We’ve arrived. We’re in America’s smelly armpit. As I step out of the airport, I expect a nice gush of cool air, maybe even the smell of a hint of rain. Nope. A humid, almost damp breeze of recycled air sweeps my face, shoving my hair in my face and in my eyes. Yep, that’s fitting. Despite the less than ideal climate, it’s actually beautiful. It’s late evening, so there is an alluring sunset. A bird lands on the strip of sidewalk right in front of me and almost smiles. Good job, Florida, you’ve managed to change my mind about you.

As we’re walking through the parking lot to the rental car, suddenly my foot is soaking wet. I look down to see my foot completely drenched. I look back, and there is a huge puddle I somehow didn’t see and walked right through. It’s okay, that won’t ruin my mood. We get in the car, I blast the AC until it is fairly bearable. It’s still warm enough for my skin to peel off the leather seats, so not yet. As we drive out of the parking lot, I put on the radio, and open the windows. The feeling of the wind in my hair and on my face is nice now. I don’t mind it as much.

We walk into our hotel room, and we quickly realize that this is the kind of hotel where you keep your shoes on inside because you don't want whatever it is that’s on the floors to be on your feet. And I turn on the tv that really only gets a Disney show you’ve never heard of with a spotty connection.

I look around the bathroom. The mini shampoo and conditioner have clearly been opened. The glass of water sitting on the counter has lipstick smears in a shade I don’t wear. Not super ideal, but the complimentary pancakes are pretty nice.

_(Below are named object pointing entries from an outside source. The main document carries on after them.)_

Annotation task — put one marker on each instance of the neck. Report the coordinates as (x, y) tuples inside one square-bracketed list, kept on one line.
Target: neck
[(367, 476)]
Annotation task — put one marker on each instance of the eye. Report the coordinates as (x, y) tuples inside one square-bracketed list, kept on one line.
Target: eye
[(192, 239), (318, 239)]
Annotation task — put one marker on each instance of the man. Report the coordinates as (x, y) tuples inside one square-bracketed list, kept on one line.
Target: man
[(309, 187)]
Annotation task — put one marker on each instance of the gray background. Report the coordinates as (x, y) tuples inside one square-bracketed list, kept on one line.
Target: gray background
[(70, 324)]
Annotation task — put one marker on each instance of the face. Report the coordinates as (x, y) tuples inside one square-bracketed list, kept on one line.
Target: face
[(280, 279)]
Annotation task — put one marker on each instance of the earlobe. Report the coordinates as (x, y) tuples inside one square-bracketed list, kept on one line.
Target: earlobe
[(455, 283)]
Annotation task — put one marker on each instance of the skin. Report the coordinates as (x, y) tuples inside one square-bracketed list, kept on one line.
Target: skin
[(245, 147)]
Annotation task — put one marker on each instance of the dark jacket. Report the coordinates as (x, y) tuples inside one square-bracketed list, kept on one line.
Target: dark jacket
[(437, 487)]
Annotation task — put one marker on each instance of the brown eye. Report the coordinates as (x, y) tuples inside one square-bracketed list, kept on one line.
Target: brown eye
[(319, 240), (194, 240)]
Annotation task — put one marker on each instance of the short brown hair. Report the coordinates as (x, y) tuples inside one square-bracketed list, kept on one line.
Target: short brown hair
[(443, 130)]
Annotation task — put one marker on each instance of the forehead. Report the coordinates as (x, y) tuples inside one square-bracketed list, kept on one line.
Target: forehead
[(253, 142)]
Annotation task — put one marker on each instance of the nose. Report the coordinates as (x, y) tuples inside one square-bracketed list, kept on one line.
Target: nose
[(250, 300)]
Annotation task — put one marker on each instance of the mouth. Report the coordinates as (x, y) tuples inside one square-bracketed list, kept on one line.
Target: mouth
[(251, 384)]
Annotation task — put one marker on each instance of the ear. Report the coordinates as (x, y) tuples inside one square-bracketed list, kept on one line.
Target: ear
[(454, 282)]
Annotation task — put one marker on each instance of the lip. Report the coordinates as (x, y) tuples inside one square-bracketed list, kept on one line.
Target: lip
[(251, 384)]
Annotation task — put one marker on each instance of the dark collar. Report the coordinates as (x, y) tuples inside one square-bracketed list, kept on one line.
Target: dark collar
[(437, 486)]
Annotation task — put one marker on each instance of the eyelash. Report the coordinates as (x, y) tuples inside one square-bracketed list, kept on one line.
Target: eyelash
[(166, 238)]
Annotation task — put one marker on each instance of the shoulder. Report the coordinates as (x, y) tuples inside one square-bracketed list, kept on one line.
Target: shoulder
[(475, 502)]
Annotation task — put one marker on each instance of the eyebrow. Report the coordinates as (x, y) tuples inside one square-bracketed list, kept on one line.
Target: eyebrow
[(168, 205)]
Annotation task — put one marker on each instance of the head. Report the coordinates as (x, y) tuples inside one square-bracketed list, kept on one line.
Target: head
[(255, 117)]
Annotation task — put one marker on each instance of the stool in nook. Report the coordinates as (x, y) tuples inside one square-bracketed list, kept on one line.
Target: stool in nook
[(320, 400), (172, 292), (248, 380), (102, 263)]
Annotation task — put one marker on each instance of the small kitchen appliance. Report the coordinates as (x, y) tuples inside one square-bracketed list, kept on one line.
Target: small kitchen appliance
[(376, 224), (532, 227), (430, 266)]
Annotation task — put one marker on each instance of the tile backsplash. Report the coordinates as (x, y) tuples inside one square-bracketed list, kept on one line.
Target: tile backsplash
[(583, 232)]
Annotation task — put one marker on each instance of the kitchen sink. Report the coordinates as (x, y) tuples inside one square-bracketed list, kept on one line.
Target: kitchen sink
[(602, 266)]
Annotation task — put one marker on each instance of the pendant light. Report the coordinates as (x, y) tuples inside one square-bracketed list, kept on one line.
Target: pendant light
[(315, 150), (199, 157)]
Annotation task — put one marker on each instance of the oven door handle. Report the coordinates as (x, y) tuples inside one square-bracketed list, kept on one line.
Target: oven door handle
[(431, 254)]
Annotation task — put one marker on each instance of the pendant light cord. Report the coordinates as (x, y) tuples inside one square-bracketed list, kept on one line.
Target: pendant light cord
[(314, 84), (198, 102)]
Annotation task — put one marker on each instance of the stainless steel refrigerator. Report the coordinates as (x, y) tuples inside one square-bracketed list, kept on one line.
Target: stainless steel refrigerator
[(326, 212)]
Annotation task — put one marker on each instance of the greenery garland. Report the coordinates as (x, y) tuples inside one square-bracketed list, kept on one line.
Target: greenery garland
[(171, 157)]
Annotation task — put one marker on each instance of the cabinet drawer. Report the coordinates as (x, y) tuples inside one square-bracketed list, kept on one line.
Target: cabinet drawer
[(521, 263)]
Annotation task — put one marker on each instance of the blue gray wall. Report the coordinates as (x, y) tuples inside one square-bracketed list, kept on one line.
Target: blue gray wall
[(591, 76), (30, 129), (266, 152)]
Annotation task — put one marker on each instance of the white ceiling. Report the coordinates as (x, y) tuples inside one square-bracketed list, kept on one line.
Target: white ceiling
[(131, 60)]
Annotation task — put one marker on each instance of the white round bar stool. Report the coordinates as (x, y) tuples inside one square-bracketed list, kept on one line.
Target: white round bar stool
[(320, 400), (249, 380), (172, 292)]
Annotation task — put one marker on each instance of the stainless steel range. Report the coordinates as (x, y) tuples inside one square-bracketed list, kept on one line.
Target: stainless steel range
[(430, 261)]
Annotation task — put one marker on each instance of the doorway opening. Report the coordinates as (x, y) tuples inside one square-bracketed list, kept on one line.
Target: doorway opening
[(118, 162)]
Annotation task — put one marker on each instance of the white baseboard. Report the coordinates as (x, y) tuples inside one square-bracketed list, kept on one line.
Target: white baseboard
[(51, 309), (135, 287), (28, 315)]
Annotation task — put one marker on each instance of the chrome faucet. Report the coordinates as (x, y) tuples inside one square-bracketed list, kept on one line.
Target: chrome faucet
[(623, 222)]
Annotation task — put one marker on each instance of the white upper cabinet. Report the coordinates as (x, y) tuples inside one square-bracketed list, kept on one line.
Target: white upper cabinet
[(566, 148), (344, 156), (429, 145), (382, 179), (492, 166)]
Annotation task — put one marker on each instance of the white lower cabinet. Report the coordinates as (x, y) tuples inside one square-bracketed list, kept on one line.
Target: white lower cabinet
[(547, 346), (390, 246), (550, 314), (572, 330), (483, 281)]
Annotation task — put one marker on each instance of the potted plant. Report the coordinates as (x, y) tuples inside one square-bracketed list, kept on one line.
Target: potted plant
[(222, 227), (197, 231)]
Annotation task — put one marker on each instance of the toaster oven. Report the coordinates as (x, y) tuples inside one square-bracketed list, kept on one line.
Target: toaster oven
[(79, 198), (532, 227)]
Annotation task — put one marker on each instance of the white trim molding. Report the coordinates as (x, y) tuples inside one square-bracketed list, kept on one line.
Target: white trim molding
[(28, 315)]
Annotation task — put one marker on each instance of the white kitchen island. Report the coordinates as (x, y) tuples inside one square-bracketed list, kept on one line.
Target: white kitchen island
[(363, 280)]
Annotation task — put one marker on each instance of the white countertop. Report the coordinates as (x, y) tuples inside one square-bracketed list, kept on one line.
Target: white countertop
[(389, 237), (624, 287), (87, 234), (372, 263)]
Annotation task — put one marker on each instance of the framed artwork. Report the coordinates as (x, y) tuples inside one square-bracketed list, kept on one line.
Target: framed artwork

We pack a bag, everything we’ll need for a day at the beach. As I approach the beach, I think about how nice the warm sand will feel on my feet. But as I take off my flip-flops and take my first step in the sand, it’s not nice. It feels like a million little needles burning my feet. I wobble quickly across the beach to a peaceful spot. Lay down the blanket and try to ignore the multiple grains of sand that have landed on it. I smear half the bottle of sunscreen on my already sweaty arms. The sun is blinding. I feel like I’m already getting a sunburn. Once the sunscreen is no longer sticky and oily, but soaked in properly, I eye the water. As I walk to the water, I sweep the sand off my legs. I hesitantly dip one toe at a time into the sparkling water. It is ice-cold. How it can be so hot out, yet the water is so cold, puzzles me. The waves are hard and aggressive. Overwhelming. But once I get the hang of it, very enjoyable. As I jump through the lively waves, water splashes into my mouth. I am taken aback. The frigid water is astoundingly salty. I need a moment to get this disgusting taste that has coated my mouth out. After nearly a whole can of lukewarm coke, I can’t taste the salt anymore. After a long day at the beach, we walk back to the car. I am exhausted. I was right, I am sunburned. But it was worth it.